Dry November: Day 10

Yesterday, I went to a screening of a pretty remarkable documentary called General Magic. It premiered at Tribeca in July, and has not yet been released. The first I'd heard of it was from the friend that invited me, and I believe he had learned of it on Twitter. It was screened at Picturehouse Central, as one of the final events of Silicon Valley Comes to the UK, an annual event that apparently started in 2006 but about which I'd also not heard.

The film begins in 1989, when a project to create a new pocket computer began within Apple. What is striking from the beginning is the prescience of Marc Porat's vision:

A tiny computer, a phone, a very personal object […] It must be beautiful. It must offer the kind of personal satisfaction that a fine piece of jewellery brings. It will have a perceived value even when it’s not being used […] Once you use it you won’t be able to live without it.

It was to be wireless, have a touchscreen, keep one constantly connected, and be able to do things like send messages or book flights. They wanted it to be as indispensable as one's keys or wallet were when leaving the house.
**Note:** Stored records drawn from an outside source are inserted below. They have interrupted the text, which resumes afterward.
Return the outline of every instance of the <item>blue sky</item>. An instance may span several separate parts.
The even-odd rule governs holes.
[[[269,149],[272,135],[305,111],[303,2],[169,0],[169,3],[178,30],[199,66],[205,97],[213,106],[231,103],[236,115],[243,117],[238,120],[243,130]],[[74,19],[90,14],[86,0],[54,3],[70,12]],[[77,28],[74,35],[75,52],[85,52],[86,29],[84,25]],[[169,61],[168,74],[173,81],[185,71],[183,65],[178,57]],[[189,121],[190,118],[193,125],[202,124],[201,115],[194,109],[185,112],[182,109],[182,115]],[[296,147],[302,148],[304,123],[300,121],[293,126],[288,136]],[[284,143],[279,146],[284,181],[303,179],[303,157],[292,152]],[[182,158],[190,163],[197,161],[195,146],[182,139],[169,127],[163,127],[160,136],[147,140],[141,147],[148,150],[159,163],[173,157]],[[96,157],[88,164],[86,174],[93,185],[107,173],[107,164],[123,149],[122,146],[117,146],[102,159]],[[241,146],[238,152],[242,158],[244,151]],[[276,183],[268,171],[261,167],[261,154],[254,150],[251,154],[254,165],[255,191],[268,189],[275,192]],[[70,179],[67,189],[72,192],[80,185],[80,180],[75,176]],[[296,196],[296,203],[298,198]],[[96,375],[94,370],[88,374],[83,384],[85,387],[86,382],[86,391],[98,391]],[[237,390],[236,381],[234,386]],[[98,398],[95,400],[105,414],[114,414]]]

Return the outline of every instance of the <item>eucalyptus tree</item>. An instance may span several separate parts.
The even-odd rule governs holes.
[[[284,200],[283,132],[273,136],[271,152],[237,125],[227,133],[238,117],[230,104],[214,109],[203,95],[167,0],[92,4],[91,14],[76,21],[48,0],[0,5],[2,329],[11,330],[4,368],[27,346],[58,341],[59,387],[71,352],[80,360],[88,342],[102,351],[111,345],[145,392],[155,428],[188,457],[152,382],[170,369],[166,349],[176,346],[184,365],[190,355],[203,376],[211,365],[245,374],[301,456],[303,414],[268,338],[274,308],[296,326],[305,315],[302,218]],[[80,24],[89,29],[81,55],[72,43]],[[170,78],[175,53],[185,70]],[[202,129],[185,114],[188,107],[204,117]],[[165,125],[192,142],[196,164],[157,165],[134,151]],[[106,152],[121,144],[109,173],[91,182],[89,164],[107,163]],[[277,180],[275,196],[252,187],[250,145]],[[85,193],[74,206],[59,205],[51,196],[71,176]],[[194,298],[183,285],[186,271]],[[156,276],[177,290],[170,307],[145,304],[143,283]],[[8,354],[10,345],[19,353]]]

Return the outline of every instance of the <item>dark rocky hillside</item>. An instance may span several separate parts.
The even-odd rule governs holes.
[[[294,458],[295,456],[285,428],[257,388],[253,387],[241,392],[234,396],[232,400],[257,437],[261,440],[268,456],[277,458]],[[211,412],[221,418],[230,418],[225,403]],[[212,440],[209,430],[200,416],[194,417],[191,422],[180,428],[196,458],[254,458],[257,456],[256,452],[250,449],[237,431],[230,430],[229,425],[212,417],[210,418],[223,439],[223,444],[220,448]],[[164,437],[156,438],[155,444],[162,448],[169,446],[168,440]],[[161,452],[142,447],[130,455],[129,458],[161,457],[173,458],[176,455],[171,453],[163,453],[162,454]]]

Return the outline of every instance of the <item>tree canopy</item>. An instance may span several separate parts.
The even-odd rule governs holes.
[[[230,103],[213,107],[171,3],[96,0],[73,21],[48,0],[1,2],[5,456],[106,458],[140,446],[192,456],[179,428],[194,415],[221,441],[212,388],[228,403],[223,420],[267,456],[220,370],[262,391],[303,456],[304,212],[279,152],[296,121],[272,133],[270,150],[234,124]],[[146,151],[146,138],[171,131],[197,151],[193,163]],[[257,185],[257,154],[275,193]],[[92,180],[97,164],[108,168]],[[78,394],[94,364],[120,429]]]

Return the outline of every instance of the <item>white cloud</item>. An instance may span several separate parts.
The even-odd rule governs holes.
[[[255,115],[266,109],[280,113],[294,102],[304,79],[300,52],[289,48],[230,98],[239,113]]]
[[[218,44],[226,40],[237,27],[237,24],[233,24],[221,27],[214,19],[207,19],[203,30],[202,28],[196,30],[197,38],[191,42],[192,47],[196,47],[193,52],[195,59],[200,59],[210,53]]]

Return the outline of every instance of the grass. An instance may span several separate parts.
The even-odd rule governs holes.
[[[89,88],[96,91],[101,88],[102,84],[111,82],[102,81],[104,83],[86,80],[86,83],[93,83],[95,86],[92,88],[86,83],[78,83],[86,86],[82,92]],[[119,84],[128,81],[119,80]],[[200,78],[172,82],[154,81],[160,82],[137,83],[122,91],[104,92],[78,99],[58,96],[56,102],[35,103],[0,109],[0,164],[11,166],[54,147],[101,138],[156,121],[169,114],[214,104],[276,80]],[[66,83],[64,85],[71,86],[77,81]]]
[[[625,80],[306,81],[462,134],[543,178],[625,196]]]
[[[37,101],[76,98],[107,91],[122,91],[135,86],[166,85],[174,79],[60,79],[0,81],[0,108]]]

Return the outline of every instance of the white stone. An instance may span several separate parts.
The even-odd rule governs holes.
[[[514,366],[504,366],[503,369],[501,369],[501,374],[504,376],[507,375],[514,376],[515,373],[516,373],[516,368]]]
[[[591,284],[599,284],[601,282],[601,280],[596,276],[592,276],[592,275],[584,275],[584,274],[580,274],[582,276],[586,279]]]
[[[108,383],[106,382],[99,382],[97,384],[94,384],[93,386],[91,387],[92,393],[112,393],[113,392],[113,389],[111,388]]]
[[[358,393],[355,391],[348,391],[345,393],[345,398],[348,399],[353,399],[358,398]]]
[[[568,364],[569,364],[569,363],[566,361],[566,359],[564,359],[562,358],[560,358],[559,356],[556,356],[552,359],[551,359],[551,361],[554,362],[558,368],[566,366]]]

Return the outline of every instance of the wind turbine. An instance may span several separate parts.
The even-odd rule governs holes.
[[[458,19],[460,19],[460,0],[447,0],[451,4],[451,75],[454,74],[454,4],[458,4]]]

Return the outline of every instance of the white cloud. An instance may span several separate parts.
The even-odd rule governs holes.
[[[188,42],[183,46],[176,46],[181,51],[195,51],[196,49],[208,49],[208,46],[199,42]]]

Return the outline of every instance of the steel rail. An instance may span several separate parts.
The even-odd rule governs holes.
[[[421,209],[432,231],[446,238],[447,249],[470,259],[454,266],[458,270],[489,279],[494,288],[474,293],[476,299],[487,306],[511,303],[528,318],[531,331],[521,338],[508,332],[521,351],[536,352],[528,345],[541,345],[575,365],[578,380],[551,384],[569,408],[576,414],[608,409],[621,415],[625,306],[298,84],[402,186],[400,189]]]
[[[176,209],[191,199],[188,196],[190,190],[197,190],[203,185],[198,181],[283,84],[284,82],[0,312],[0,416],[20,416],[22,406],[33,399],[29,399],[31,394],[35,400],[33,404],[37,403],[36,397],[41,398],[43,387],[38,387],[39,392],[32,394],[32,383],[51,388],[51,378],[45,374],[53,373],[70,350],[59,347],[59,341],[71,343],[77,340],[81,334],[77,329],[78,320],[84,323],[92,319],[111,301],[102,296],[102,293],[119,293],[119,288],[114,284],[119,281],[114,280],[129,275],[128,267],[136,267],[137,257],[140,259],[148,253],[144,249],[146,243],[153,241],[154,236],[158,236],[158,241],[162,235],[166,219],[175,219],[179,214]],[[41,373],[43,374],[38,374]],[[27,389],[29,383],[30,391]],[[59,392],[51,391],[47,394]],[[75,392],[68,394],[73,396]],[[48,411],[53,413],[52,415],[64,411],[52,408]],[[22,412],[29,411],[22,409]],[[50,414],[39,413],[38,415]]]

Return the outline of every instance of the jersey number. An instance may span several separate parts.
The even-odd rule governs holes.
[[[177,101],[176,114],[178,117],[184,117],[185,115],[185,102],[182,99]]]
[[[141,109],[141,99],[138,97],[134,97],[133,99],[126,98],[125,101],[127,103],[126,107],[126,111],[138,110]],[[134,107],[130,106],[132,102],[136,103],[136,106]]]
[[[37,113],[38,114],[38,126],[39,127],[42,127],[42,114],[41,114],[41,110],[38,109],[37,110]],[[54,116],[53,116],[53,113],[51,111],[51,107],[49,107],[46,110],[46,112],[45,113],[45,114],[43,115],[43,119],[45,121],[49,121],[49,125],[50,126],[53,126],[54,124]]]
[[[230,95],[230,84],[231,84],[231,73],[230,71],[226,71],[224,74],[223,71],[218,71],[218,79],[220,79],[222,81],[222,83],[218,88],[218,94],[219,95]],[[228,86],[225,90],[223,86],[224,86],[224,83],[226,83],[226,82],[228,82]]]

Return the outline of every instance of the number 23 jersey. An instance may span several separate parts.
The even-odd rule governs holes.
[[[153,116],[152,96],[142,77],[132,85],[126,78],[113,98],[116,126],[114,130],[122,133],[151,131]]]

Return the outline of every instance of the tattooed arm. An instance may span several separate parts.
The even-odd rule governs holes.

In short, in 1989, Porat had written a book that not only predicted today's smartphones, but drew detailed diagrams of them, and presumed to make them a reality within the next few years.

Porat convinced Apple's CEO John Sculley to allow him to spin this off into an independent company, with the “rock stars” of Silicon Valley, backed by hundreds of millions in venture capital. The team devoted their hearts, souls, and considerable intelligence to the project for the next several years. They called it a “joyride,” and their camaraderie and energy is palpable throughout the film. The vision was powerful enough to galvanise their talent: “We're gonna create what comes after the personal computer.”

It was a catastrophic failure. You can read the wikipedia article for how it all panned out, but gist is that they ignored competition and the arrival of the internet, and most of the hardware technologies either didn't exist at all or were nowhere near portable enough yet. And yet despite the failure, virtually everything they envisioned is now a reality. While some of the most brilliant people on the team never fully recovered from the experience, some unlikely subordinates (including Tony Faddell and Andy Rubin) went on to create things like the iPhone and Android. I say “unlikely” because they were extremely junior, and not the most obviously exceptional people on the team at the time. But they were the ones who persisted through to the delivery of the reality decades later.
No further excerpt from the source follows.